A mixture of rage and horror filled me. My faulty flashlight flickered back on, illuminating the figure that stood before me. With frozen hands I yanked the hood from her head and shined the artificial light upon her face. Nothing could have prepared me for the monstrosity that stared back at me. So hideous was this creature that it is almost indescribable. But I shall do my best to give you an accurate portrayal so that you may know the beast should you happen upon it.
Her eyes were hollow, pitch black, and the recesses that once held eyeballs now writhed with the likes of maggots and worms. The monster’s gray hair was caked with mud and the crumpled remains of dead leaves and decaying tree bark, a stray spider climbing the filthy strands as if it were its web. Thin, cracked lips peeled back over rotted teeth as the hideous creature smiled menacingly at me. But more frightening than anything else I’d seen was its face, for it resembled melted wax that made all of its remaining features indistinguishable.
There was no forehead, no cheeks, no chin. The entity lacked a nose and ears. It was then that I realized that the featureless face was not composed of wax-like skin but rather bluish white icicles that had once been a human face, the face of Moll Dyer.
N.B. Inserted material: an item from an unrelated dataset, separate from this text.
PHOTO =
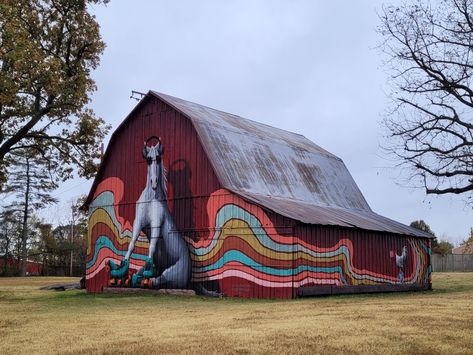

Transfixed by the repulsiveness that stood before me, I was almost paralyzed. My eyes, refusing to close, were mercifully blurred by the gusting wind and slashing snow. I tried to lift my hands again to shield myself from the sight of her. Yet my nerves had been so stunned by the cold and by the horror in front of me that I could not make them obey. Such efforts disturbed my balance causing me to stagger backwards, falling into a mound of snow.
The world around me spun and fell silent. I could not hear the bending of the trees or the howling of the wind. Only the sound of the witch’s hideous hollow breathing could be heard. I did not shriek for the ability had escaped me. Her figure hovered above me, kneeling down to make eye contact.
Her sour breath skittered across my face as several maggots fell from her eye sockets onto my cheeks. I writhed and twisted to move away from her but my body refused to obey me. The monstrous cackled that she discharged chilled me in a way that the storm could not rival. The last thing I remember before blacking out was her wicked grin and the touch of her frigid bony fingers on my forehead.
The details of my rescue are still rather vague. At some point my parents had phoned the local police station. A search party found me on the brink of death and I awakened the following day in a hospital bed. That trip had cost me a great deal. I lost more than you could ever dream of losing. Three fingers, four toes, my best friend, and for a brief time my sanity. Eventually I came back around and began to speak again. How I survived the curse of Moll Dyer remains a mystery. I still wonder why my life was spared. Perhaps she wanted me to issue a warning to others.
No eye has seen and no hand has touched that wretched rock ever since. That is why I implore you to call off your search for the accursed thing. Perhaps you think me mad or believe that Ruby’s death is a coincidence, a random act of nature. But I beseech you, please, do not search for the witch. I somehow escaped her clutches but you may not be as lucky.